Around 10 months A. started fighting me on diaper changes. All my patience and loving words from Time for a Diaper Change didn’t prevent me from getting kicked on multiple occasions. It wasn’t until I had a huge bruise on my chest about the shape of her foot that I admitted something had to change.
A. was able to stand by holding onto furniture by this time. She wasn’t very steady but had been pulling up on everything since 8 months. My Montessori training had said to transition to doing standing diaper changes once the child was able to stand. This embraced the child’s changing development and didn’t continue to put the child in an infantile state that they were physically past. By doing diaper changes while the child is standing the adult sends a strong psychological message that they are affirming the child’s new abilities. I understood Montessori infant/toddler centres did standing diaper changes. But I couldn’t figure out how to actually do a standing diaper change!
I changed my diapering supplies to the bathroom itself in the little cupboard beside the toilet for easy access and put my changing mat on the floor in the bathroom. It was another step towards toilet learning by changing all things elimination to the bathroom. I figured that A. would need to hold onto something and the toilet seemed quite logical to me.
I was all set to go! Day 1 – a complete fail! It was an awful day! I was ready to give up. That night I reflected upon A.’s reaction. She had been so much happier. And cooperative. So I turned to the internet for more advice. Daicia’s post1 and post2 completely restored my sanity and determination to give it a try for a second day. A huge thank you for these two posts! I was onto Day 2.

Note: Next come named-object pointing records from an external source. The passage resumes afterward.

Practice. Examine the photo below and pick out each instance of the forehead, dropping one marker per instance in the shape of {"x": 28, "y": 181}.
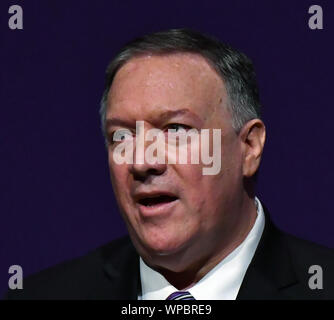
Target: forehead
{"x": 156, "y": 83}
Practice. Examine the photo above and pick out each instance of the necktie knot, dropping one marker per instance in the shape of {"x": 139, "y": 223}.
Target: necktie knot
{"x": 180, "y": 295}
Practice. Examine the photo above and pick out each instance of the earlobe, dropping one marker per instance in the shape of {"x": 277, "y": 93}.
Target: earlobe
{"x": 253, "y": 137}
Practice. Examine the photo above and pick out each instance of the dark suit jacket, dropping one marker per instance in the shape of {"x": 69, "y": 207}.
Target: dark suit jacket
{"x": 278, "y": 270}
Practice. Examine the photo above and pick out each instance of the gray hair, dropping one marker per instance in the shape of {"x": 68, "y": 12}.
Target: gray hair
{"x": 235, "y": 68}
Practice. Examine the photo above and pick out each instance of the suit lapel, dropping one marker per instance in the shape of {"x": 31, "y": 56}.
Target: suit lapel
{"x": 270, "y": 274}
{"x": 122, "y": 270}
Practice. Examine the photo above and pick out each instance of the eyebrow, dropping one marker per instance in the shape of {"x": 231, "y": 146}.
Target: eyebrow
{"x": 164, "y": 116}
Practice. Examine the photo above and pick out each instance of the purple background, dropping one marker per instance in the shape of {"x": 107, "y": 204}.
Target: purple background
{"x": 56, "y": 201}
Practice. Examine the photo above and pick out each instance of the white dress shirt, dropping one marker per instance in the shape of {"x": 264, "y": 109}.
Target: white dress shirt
{"x": 221, "y": 283}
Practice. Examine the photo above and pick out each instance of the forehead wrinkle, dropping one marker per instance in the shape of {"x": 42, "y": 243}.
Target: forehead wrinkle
{"x": 153, "y": 77}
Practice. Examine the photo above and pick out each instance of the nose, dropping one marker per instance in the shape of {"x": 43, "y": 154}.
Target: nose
{"x": 144, "y": 170}
{"x": 144, "y": 166}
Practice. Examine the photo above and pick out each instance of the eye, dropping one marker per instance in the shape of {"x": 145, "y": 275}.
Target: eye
{"x": 121, "y": 135}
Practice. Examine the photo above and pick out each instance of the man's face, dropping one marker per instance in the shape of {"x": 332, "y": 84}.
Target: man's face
{"x": 173, "y": 209}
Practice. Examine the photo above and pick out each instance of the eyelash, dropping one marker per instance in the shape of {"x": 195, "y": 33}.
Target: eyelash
{"x": 186, "y": 127}
{"x": 169, "y": 126}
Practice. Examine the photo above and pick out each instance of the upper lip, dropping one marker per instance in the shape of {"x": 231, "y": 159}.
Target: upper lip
{"x": 153, "y": 194}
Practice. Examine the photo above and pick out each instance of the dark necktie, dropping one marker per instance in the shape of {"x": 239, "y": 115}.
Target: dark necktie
{"x": 180, "y": 295}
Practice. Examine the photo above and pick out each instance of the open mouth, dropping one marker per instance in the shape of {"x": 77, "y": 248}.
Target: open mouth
{"x": 156, "y": 200}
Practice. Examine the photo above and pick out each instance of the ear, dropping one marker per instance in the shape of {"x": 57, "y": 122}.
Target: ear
{"x": 253, "y": 136}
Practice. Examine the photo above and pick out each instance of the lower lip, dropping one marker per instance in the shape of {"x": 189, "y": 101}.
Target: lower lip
{"x": 158, "y": 209}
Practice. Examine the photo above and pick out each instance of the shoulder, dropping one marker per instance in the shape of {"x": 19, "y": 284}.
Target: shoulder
{"x": 76, "y": 278}
{"x": 313, "y": 265}
{"x": 305, "y": 254}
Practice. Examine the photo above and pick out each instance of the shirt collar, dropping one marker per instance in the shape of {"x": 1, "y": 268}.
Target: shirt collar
{"x": 221, "y": 283}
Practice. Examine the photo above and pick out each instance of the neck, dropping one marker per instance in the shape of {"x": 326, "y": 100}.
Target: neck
{"x": 194, "y": 272}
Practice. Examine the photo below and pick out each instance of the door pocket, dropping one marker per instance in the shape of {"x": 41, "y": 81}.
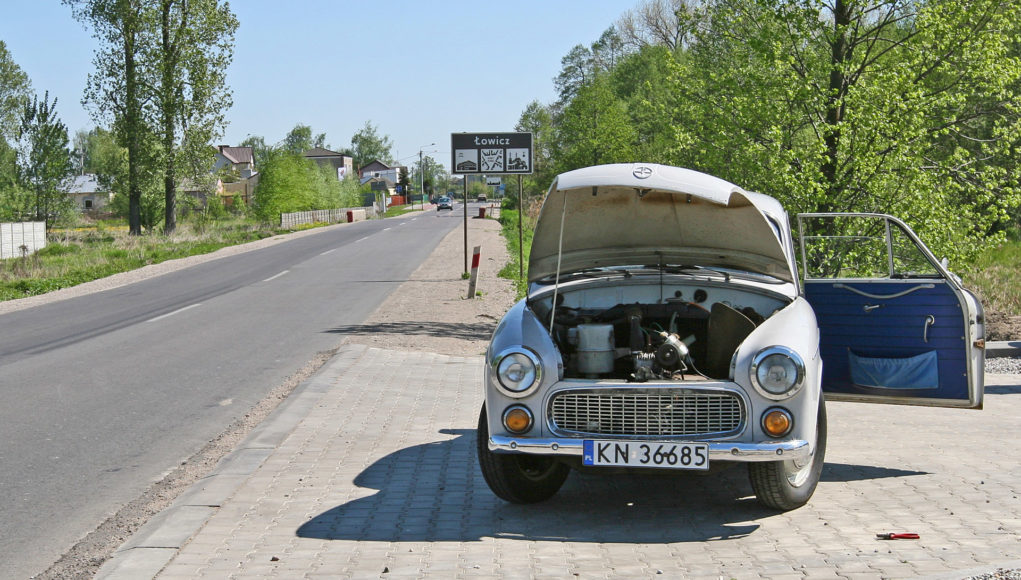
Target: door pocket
{"x": 919, "y": 372}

Sitting behind A. so I could support her if she became unsteady and started to topple over (yes this happened many times), I took off her pants. Pants down, left leg out, right leg out. I would roll up her shirt or if she was wearing a onesie I would unsnap it and snap it over her shoulder. Undo the snaps (or velcro) of her diaper, keeping my arms wrapped around her for stability, and placed it to the side. If it was just a pee it was easy but poops were definitely more difficult. Wipe front to back, lift right leg, wipe, lift left leg, wipe, and another centre wipe for good measure. I wanted to ensure she was completely clean so I laid her down on the changing mat. She was never completely clean. Still to this day I lay her down for one last wipe. She doesn’t fight that last wipe (very cooperative actually) and I feel better knowing there won’t be any poop irritating her. I still don’t know how others do a fully standing diaper change for messy poops. Perhaps it’s easier when the child is steady on their feet and can bend over a bit more. Or when poops are solid logs and don’t get mashed in all the crevices. This solution has worked for us.
She would sit on her potty as I dealt with her soiled diaper. Putting on her diaper wasn’t easy at first but didn’t take too long for me to figure out. Position the diaper on, do up the right side, do up the left side, and “fix” the diaper to ensure it was on properly. Keeping my arms around her for stability was key. She definitely gained a better awareness of the process of pulling pants up and down for diaper changes.
No more fights. Increased awareness for A. of the toileting process. Diapering was completely moved to where toileting happens (the bathroom). We were one step closer to toilet learning.